Celebrated child icons
Greta Thunberg became a global environmental activist at the age of 17. Malala Yousafzai was a child icon who fought for girls’ right to education. There have been several children who have risen up to fight for a cause – young climate activists like the eight-year-old Licypriya or eleven-year-old Ridhima Pandey. How do education and climate change become more legitimate issues for which children can stand up? Moreover, who decides what is fit for children and what not? Why the class bias in the selection of issues? Why is statelessness, a major existential crisis, not worthy enough for children to talk about?

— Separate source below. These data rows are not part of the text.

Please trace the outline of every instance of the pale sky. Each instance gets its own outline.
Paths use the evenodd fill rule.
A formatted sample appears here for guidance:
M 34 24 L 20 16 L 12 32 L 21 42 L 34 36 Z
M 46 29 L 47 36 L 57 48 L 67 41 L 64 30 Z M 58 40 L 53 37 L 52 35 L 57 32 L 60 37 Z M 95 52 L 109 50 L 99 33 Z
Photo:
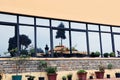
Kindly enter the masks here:
M 0 0 L 0 11 L 120 25 L 120 0 Z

State brutality against children
What does the court have to say about the police brutalities on protesting children in UP? Is there a message being sent out that if children come out to protest, they will be abused and tortured in detention? If anything, courts must take suo moto cognizance of such abominable behaviour by police and take action against them. Under no circumstances can the state become so repressive. The police has not shown an iota of mercy or shame in torturing minors. Why does that not become a serious issue?
For women from the marginalized sections, there is little choice but to take to the streets with their children accompanying them. Rani of Jhansi went to the battlefield with her child; the women of Shaheen Bagh are also fighting a battle for their own existence against a repressive state. While care must be taken not to indoctrinate children with extremist ideas and hatred, there is no harm in informing them of what lies ahead for them as well as their families. It is the moral responsibility of parents not to make them engage in violence and yet strongly make their point because their futures are also at stake. In any case, debarring children from protest sites is also.